I choreographed clips of swing, Elvis, Austin Powers, the Bee Gees, Michael Jackson, Cyndi Lauper, Madonna, Backstreet Boys, Spice Girls, and Black-Eyed Peas. Here are a few things I learned while researching different dance styles on YouTube:
- The Bee Gees don’t even dance. They walk around with their big hair and high voices, and occasionally bob their heads. Were they sexy at the time? ‘Cuz… yeesh. I was disappointed.
- Cyndi barely dances either, she just kinda flops around, being spunky. You should see my students doing her bouncy-headed “fun walk”, though. Priceless.
- Nobody wears bright-red head-to-toe leather like Michael Jackson. And that guy can dance. (I know this is obvious, but it bears repeating. I appreciate his talent more the older I get.)

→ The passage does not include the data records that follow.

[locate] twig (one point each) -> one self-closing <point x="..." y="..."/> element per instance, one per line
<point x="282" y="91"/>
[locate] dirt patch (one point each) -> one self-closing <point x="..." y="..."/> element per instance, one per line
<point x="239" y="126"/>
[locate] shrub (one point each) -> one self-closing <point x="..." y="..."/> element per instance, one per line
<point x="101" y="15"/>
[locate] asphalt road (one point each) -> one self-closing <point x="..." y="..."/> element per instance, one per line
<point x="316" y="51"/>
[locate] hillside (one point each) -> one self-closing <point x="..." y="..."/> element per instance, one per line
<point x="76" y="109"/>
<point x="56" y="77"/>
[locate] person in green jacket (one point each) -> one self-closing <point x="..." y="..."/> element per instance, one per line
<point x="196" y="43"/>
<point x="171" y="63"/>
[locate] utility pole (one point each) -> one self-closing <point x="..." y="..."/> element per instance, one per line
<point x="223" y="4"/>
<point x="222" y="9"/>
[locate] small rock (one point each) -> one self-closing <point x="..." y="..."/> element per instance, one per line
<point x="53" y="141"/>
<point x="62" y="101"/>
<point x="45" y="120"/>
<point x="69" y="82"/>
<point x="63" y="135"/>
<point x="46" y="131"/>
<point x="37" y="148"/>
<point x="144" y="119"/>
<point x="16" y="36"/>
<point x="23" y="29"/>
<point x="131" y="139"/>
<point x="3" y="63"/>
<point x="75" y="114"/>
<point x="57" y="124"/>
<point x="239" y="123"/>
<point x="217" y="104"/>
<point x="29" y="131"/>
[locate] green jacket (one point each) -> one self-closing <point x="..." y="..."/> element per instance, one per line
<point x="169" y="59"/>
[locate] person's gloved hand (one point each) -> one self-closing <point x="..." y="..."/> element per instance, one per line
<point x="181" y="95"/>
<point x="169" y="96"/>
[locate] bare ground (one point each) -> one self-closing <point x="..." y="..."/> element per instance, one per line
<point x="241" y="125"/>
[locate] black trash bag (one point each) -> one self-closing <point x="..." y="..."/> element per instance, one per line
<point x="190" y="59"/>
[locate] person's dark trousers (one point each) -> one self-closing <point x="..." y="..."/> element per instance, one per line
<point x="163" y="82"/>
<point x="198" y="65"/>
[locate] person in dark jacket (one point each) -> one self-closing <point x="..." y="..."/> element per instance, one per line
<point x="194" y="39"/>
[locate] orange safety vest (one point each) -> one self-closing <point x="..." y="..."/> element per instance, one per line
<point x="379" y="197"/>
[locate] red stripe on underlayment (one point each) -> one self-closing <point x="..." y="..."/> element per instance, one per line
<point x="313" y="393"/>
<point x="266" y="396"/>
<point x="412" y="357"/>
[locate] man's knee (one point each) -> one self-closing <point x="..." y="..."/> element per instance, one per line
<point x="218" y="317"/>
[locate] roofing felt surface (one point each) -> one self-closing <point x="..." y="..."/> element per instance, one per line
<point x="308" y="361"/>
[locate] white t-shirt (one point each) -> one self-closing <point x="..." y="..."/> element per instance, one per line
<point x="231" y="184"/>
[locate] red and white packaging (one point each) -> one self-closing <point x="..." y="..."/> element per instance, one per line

- The Spice Girls are just… bad. (You probably knew this already.) I admit that I enjoy several of their songs, but I’ve never really seen their videos, so I didn’t understand how much they truly suck(ed). Their singing is iffy, but their dancing is positively loser-esque. Especially Baby Spice – that girl has ZERO game. Spice Girls = walking personae with British accents.
- The Backstreet Boys are cheesy – but forgivably so, compared to the S.G.s. Their hip-hoppy little moves were at least synchronized, and funky in a naïve sort of way – since hip-hop at the time was, as we say in our family, “just born out of its egg”. The public would never stand for these groups nowadays, not in the era of American Idol and So You Think You Can Dance, and movies like High School Musical and Hairspray. These days, we know what talent looks and sounds like.
Speaking of talent, here are some other things I learned, while working with our cast and crew during our approximately two months of rehearsing and three performances:
- Our littlest dancer memorizes choreography like a machine. Plus, she has infinite style – she’ll be on TV someday (if she hasn’t been already).
- Our Grade 6 class clown can do a mean Elvis impression – it frankly dropped the collective jaw of the audience.
- Though Grade 4 girls may flinch at holding hands (for dancing purposes) with Grade 6 boys… they can get over it.
- It is awesome being out of classroom context with students, so that instead of squelching their class-disrupting senses of humour, you can actually laugh.
- When the chips are down, a group of ten mini-dancers can learn three whole minutes of choreography in an hour (which is a LOT).
- When kids improvise, sometimes it makes no sense… and sometimes, it’s brilliant.
- If you nag them enough times, they will eventually remember: strong arms, right side first, hop on 8… you feel like a skipping CD, but it pays off.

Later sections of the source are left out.